Bien évidemment ce mystère contemplé dans l’éternité divine ne sera parfait, achevé, abouti, qu’à la fin, au jour de la résurrection de la chair et de l’entrée du corps des “sauvés” dans la gloire du chef. Dans le regard de Dieu auquel participe le voyant, tout est déjà accompli. Pour le moment, c’est le temps de « l’édification du corps du Christ », de sa gestation douloureuse dans un sein maternel.

Dès lors, la Femme de l’Apocalypse ne saurait être la Vierge Marie enfantant Jésus puisque cet enfantement ne fut pas douloureux ; et comment l’Ascension du Christ suivrait–elle sa naissance ? Celle qui enfante et se tord dans les douleurs est une femme cosmique : l’humanité tout entière indissolublement liée au monde matériel ; vêtue de soleil, la lune sous les pieds, couronnée de douze constellations, liée, mais dominatrice. Il faut noter que les verbes employés par l’Apocalypse pour décrire l’enfantement douloureux sont ceux qu’emploie saint Paul dans un passage capital de l’Epître aux Romains, VIII verset 12 : « Nous savons (par la foi) que toute la création gémit et enfante jusqu’à présent. Pas seulement elle, mais nous aussi nous gémissons en nous–mêmes dans l’attente de notre pleine adoption de fils de Dieu par la rédemption de notre corps ». Ailleurs, saint Paul nous dit que le Mystère du Christ est lié à la totalité de la création Eph 3/9. Ici, la Femme qui enfante le mâle glorifié, le Christ–Total est l’icône de toute la création en travail. Avec, comme noyau, toute l’histoire douloureuse et les secousses de l’humanité. Toutes les convulsions des fils d’Adam ont un sens : ce sont les douleurs d’un enfantement.

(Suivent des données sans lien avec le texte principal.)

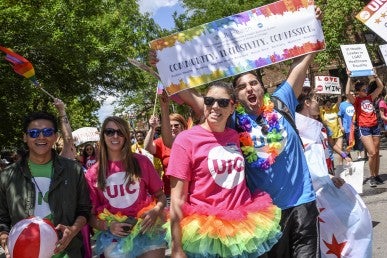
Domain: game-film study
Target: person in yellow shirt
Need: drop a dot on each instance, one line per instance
(329, 116)
(138, 147)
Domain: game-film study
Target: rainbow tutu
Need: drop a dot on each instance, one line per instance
(247, 231)
(133, 244)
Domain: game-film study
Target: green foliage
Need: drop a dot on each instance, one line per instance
(79, 50)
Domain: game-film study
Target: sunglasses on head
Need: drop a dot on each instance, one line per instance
(34, 133)
(175, 125)
(209, 101)
(110, 132)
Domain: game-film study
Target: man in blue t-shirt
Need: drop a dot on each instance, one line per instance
(281, 171)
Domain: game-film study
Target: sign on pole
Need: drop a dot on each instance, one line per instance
(383, 50)
(374, 16)
(239, 43)
(327, 85)
(85, 134)
(357, 60)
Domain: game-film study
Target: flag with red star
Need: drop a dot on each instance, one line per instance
(345, 222)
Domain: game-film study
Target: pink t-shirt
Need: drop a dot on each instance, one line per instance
(213, 165)
(120, 197)
(383, 106)
(365, 112)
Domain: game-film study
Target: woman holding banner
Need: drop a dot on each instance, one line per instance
(213, 213)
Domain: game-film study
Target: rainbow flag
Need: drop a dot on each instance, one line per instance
(20, 65)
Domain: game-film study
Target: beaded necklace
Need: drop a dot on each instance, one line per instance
(269, 127)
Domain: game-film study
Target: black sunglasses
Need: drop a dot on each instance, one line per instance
(34, 133)
(209, 101)
(110, 132)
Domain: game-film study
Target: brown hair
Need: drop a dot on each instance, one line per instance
(130, 163)
(179, 118)
(236, 78)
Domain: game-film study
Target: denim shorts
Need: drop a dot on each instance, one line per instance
(369, 131)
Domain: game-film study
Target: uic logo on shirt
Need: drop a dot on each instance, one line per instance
(119, 193)
(367, 106)
(226, 165)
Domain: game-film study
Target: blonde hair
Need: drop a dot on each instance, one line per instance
(179, 118)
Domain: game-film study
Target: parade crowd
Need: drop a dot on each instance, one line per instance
(244, 181)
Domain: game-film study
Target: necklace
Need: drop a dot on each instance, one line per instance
(40, 192)
(269, 127)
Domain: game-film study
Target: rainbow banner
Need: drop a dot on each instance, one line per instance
(238, 43)
(20, 65)
(374, 16)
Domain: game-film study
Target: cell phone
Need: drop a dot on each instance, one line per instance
(130, 220)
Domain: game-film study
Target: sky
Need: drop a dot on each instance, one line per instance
(161, 11)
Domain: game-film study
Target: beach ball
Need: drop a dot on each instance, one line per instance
(32, 238)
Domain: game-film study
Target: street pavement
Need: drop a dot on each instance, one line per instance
(376, 201)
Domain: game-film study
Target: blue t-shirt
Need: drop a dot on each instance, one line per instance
(288, 180)
(346, 112)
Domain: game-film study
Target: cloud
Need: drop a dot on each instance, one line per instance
(152, 6)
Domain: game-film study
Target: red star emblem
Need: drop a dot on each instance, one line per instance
(335, 247)
(319, 218)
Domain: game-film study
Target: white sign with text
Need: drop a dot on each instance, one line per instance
(357, 59)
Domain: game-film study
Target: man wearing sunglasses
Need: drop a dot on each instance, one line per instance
(46, 185)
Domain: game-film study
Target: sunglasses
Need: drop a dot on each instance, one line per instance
(175, 125)
(209, 101)
(110, 132)
(34, 133)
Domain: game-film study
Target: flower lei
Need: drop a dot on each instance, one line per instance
(271, 129)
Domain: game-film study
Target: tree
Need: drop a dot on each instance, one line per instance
(79, 50)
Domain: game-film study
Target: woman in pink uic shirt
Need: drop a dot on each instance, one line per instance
(127, 197)
(212, 211)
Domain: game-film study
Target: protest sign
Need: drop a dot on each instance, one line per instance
(352, 174)
(357, 60)
(85, 134)
(238, 43)
(374, 16)
(327, 85)
(383, 50)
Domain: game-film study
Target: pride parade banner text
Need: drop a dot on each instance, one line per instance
(238, 43)
(357, 60)
(327, 85)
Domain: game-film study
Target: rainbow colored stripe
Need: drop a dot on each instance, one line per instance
(20, 65)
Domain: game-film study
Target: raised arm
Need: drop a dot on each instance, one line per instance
(192, 98)
(166, 132)
(379, 87)
(149, 145)
(348, 86)
(297, 73)
(68, 150)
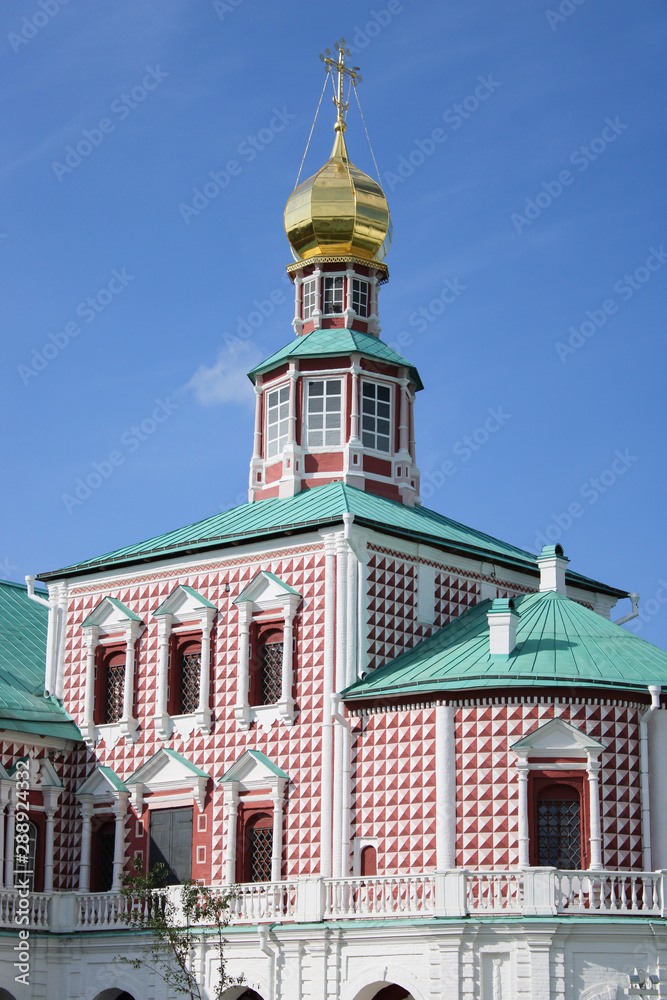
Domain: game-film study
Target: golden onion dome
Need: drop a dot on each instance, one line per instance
(339, 211)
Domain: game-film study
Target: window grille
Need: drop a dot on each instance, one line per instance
(190, 670)
(272, 670)
(376, 416)
(360, 297)
(309, 297)
(333, 295)
(261, 849)
(324, 406)
(277, 420)
(559, 833)
(115, 690)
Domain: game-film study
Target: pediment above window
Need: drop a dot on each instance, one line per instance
(185, 604)
(168, 771)
(267, 592)
(103, 784)
(557, 738)
(254, 770)
(110, 616)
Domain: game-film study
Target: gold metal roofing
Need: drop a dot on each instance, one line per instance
(340, 210)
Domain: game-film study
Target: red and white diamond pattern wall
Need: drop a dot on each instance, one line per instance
(487, 781)
(295, 750)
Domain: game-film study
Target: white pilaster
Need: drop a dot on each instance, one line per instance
(91, 634)
(445, 788)
(232, 804)
(162, 721)
(593, 771)
(86, 836)
(522, 767)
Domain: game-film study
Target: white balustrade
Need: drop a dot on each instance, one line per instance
(495, 892)
(35, 905)
(609, 892)
(380, 896)
(455, 893)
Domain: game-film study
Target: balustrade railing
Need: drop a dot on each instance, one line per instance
(455, 893)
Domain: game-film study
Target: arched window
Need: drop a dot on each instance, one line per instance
(184, 676)
(559, 826)
(102, 851)
(110, 684)
(266, 665)
(257, 847)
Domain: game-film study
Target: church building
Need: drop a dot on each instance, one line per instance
(429, 761)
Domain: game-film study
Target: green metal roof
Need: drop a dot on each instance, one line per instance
(314, 509)
(23, 707)
(559, 643)
(332, 343)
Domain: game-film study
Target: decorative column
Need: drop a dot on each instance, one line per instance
(204, 707)
(277, 795)
(9, 853)
(119, 811)
(232, 804)
(92, 634)
(86, 835)
(161, 718)
(4, 796)
(445, 788)
(593, 771)
(50, 796)
(524, 840)
(242, 708)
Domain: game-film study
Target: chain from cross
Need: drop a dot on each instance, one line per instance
(337, 63)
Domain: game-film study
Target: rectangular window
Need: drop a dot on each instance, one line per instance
(360, 296)
(376, 416)
(333, 295)
(324, 413)
(171, 843)
(309, 297)
(277, 420)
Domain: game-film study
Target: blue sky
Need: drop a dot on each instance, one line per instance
(539, 198)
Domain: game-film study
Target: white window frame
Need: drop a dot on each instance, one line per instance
(334, 278)
(279, 388)
(308, 430)
(310, 296)
(361, 290)
(377, 385)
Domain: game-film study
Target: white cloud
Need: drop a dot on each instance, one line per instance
(227, 381)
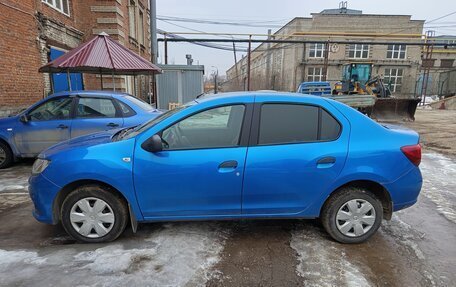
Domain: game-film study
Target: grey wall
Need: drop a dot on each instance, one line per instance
(179, 84)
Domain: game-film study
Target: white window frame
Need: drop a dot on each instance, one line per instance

Et ces douleurs culminent en intensité et en efficacité dans les douleurs du “Fils de l’Homme”, dans la passion du Christ réverbérée dans la compassion de sa Mère. C’est pourquoi le Christ a donné si clairement le sens profond de sa passion : « La femme, lorsqu’elle enfante, est dans l’angoisse parce que son heure est venue, mais quand l’enfantement a eu lieu, elle ne se souvient plus de ce qu’elle a souffert, dans la joie qu’UN HOMME soit né dans le monde » Jn 16/21 La naissance d’un homme... c’est le chapitre XII de l’Apocalypse, celle de “l’homme parfait”, ou plutôt sa RE/NAISSANCE, (« Il faut renaître d’en–haut » Jn 3/7) céleste. Joie divine éternelle parce que “l’HOMME NOUVEAU” Eph 4/24, est apparu, arraché à l’espoir déçu de l’Ennemi.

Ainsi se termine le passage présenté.